Le boycott des produits américains
Le contexte, d’abord. Nous venons d’entrer dans une guerre commerciale que nous a imposée Donald Trump. Les médias ont donc sondé les Québécois sur leur intention de boycotter les produits en provenance des États-Unis.
Les réponses étaient largement positives. Normal : les Québécois, comme les autres Canadiens, sont en colère. Mais le feront-ils vraiment quand il s’agira de se priver de produits qu’ils chérissent? Quand il leur faudra décider de se passer de Disney ou de Netflix? Disons en tout cas qu’on n’a pas encore noté de désertion massive du réseau Facebook, américain et trumpiste par excellence.
Ce que les sondages nous révèlent, c’est ce que les gens disent qu’ils feront, au vif d’une crise. Pas la nature des gestes qu’ils poseront une fois dissipée l’émotion du moment.
Les barrières commerciales
Et puis, il y a les détails que les sondés ne connaissent pas. On a, par exemple, demandé aux Québécois s’ils favorisaient l’abolition des barrières commerciales entre les provinces, afin que les échanges transprovinciaux puissent atténuer les effets négatifs des tarifs américains.

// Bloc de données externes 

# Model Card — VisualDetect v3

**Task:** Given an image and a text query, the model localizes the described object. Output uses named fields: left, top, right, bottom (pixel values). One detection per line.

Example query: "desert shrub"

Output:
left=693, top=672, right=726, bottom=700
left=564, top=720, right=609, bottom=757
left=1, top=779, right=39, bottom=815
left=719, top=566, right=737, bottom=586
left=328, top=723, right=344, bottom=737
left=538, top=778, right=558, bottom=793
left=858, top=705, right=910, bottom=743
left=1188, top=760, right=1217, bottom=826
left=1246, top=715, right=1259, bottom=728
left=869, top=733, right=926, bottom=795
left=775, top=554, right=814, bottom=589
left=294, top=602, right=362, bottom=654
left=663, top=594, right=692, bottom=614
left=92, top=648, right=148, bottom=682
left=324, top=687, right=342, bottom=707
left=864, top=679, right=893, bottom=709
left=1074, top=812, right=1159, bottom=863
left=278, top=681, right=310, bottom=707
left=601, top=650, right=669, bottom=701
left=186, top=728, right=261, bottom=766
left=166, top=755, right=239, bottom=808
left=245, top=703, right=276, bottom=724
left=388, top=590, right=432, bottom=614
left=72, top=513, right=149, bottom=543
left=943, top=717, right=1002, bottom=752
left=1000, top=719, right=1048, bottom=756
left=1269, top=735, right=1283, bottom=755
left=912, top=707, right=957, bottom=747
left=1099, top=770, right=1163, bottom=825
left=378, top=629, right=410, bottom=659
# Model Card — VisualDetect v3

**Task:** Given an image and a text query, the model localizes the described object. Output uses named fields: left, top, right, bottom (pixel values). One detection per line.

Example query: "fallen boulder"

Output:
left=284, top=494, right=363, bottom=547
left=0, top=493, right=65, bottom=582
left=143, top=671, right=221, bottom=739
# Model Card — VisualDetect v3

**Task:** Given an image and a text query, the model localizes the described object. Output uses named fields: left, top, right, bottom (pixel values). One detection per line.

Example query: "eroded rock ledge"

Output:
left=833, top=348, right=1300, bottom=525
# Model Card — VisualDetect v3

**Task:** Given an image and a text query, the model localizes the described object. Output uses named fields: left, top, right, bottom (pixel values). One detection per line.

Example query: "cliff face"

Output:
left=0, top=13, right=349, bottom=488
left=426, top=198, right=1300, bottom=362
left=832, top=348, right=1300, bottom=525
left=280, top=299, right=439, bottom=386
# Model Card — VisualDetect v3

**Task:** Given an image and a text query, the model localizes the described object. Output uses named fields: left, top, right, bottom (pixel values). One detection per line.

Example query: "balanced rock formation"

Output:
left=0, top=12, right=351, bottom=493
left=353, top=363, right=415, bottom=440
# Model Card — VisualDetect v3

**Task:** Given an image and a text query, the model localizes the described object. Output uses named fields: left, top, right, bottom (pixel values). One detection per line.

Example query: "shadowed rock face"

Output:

Large consensus là-dessus... surtout après que tous les médias aient répercuté le discours favorable de nombreux porte-paroles des milieux d’affaires. La solution semble si simple.
Mais minute! Parmi les 37 « exceptions » québécoises au libre-échange transcanadien, beaucoup portent sur la langue d’étiquetage, sur la gestion de l’offre dans le secteur agricole (un mode de gestion qui a permis de sécuriser le revenu des agriculteurs et auquel les Québécois sont attachés), sur le contrôle exclusif de certains secteurs par des entreprises d’État, comme Hydro-Québec ou la SAQ, sur des normes de sécurité que personne ne remet en cause.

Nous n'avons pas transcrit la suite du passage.